Species of Rhus, including Rhus Toxicodendron and Rhus radicans, are found in Africa.

The characteristic look of this plant is that it has compound leaves with three alternate leaflets.

The stalk of the middle leaflet is much longer than the stalks of the two side leaflets. The edges are either smooth or coarsely toothed.

The surface of the leaves can either be glossy or dull. Let’s remember this plant is a dangerous one as they are said to contain urushiol resin.

This resin can cause severe skin irritation and allergic reactions in sensitive individuals upon contact, so they should be avoided as much as possible.

16. Giant Hogweed

Giant Hogweed
by ARG_Flickr is licensed under CC BY 2.0

Although native to the Caucasus region, giant hogweed has spread to various parts of the world, including Africa.

This plant is hazardous because any contact with the plant’s sap, particularly in sunlight, can cause severe burns and skin reactions.


There are different dangerous plants in Africa. Some have already been mentioned above, and some have not. Some still need to be discovered.

Thus, If you come across unfamiliar plants or suspect potential toxicity, it is best to consult local experts, such as botanists or horticulturists, for accurate identification and guidance on safety precautions.

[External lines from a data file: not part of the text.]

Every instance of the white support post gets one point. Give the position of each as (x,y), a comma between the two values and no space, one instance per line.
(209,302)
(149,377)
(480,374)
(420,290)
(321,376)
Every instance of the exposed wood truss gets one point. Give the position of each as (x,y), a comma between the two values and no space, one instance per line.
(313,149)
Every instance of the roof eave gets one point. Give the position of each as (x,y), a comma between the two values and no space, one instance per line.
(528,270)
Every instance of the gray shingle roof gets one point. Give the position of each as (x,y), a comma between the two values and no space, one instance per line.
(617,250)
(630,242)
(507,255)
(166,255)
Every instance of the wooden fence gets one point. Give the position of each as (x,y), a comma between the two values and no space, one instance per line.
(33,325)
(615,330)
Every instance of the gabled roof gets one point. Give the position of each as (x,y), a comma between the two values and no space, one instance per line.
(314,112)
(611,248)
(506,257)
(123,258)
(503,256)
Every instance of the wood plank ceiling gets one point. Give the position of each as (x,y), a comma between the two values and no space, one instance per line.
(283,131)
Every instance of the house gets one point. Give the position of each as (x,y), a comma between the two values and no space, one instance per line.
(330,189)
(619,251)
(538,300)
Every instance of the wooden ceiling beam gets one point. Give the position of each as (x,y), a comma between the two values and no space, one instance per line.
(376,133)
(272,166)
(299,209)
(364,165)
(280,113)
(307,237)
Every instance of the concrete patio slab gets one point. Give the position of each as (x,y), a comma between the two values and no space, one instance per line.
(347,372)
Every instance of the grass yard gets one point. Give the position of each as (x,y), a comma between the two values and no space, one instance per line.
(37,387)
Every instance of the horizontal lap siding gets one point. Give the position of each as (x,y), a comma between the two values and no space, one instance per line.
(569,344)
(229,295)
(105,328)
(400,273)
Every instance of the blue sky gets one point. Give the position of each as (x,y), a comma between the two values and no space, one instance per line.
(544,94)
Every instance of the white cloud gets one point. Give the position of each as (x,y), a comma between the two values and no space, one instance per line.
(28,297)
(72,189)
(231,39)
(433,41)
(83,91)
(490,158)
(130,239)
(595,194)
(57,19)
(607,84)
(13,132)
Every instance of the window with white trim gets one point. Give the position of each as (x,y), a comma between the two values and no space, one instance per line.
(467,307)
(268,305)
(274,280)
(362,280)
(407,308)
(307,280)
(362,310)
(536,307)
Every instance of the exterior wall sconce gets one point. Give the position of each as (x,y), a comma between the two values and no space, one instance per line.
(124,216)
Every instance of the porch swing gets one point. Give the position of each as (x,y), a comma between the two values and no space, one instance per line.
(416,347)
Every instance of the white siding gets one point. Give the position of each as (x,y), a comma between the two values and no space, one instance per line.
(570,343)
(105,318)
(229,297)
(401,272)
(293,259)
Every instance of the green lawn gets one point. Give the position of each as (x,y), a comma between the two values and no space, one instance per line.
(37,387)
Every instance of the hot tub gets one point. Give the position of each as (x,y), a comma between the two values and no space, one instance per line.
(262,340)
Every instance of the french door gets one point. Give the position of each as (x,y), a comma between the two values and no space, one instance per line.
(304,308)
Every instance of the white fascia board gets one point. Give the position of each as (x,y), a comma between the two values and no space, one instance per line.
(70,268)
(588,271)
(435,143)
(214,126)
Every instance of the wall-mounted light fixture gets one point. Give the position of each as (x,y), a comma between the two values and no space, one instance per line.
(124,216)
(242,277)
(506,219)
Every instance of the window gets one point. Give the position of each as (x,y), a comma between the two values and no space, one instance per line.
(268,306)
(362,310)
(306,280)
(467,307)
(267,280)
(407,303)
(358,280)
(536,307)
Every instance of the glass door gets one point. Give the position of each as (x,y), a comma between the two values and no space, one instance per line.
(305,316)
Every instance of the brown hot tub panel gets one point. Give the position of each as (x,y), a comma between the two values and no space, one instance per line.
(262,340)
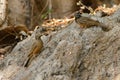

It is also important to note that while these plants have potential dangers, they are part of the natural ecosystems in Africa and are not inherently threatening as long as they are treated with caution and respect.

Suppose you encounter unfamiliar plants or plant products during your travels in Africa, where potentially dangerous plants in Africa can be present.

In that case, it’s advisable to consult local experts or only direct contact if you have proper knowledge and guidance.

When exploring natural environments, it’s best to stay on designated paths, wear appropriate protective clothing, and consult local experts or guides for advice.